The somberness and beauty of the Bridegroom services works on the soul in a way like no other time of the Church year, at least for me. I’m so glad we have three of these in a row, because my heart needs lots of help right now. My old friend, acedia, is back in full force. (More posts about acedia are here, and here.)
Sometimes when depression grabs me, it’s about feeling fat, over-eating, over-drinking, or under-accomplishing (especially with my writing). And I’m feeling all of those things yapping at my heels right now. But I think the thing that hits me hardest is loneliness. In his book, Beauty For Ashes, Stephen Lloyd-Moffett talks about an important part of Orthodoxy that I think many of us grapple with in one way or another—community:
“In Greek, the word for Church, ἐκκλησία, derives from the ancient words for those who are ‘called out’…. The fierce individualism that dominates so many forms of Protestant thought is absent in Orthodoxy. Living in authentic communities is the very condition for human spiritual development. The path of salvation runs through and alongside others.»

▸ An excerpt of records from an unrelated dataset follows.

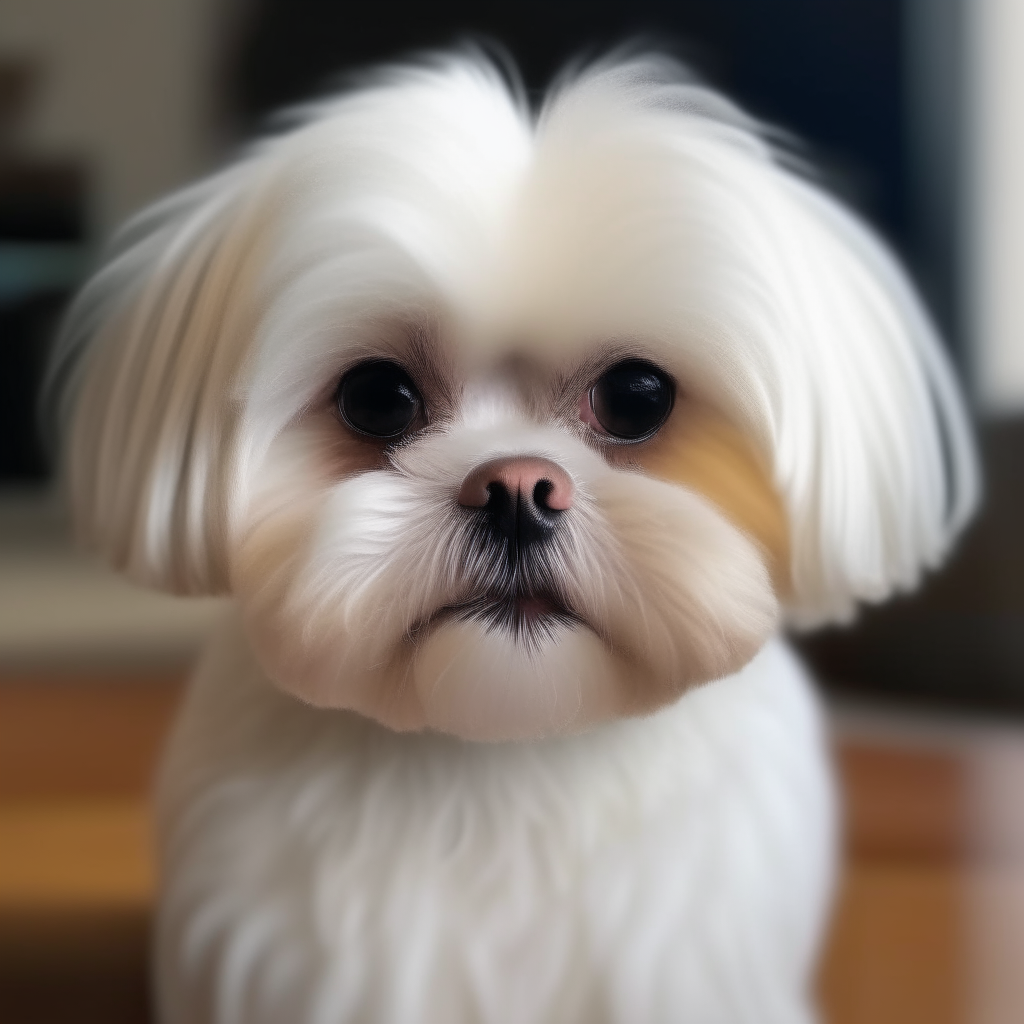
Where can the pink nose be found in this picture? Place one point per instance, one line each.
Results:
(539, 481)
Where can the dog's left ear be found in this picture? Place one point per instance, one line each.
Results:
(144, 375)
(872, 446)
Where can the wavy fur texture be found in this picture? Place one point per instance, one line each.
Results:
(393, 796)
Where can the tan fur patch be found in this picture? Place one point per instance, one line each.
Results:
(701, 450)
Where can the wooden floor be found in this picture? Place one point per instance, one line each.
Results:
(924, 933)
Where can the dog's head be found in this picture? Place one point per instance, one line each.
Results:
(501, 425)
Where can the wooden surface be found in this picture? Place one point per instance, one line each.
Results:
(76, 867)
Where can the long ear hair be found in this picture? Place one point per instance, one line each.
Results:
(879, 466)
(815, 335)
(141, 380)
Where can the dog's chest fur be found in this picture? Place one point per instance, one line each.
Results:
(320, 868)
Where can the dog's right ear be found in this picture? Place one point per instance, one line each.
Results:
(143, 381)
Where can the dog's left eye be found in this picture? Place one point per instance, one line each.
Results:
(379, 398)
(630, 401)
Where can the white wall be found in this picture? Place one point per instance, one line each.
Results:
(125, 84)
(995, 201)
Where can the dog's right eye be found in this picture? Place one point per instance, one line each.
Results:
(379, 398)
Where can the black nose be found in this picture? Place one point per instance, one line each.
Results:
(520, 498)
(521, 519)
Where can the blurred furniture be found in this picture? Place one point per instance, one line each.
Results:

Living «in authentic communities» with others is hard. It involves dying to self, setting aside ego, and loving and serving others without wanting/needing anything in return. I’m not good at any of these things. In fact, I’m really a hard person to be friends with. So I often hurt others and feel the wound in my own spirit. As a result, I think people keep me at an emotional distance, and maybe I do the same, just to avoid pain. When you love people and put yourself out there for them, you risk being hurt. Look what happened to Jesus.
So this Holy Week I hope to become a little more authentic—as a person, and as a member of the communities in which I live, especially my church community, but also my family (which is called «a little church») and my writing community.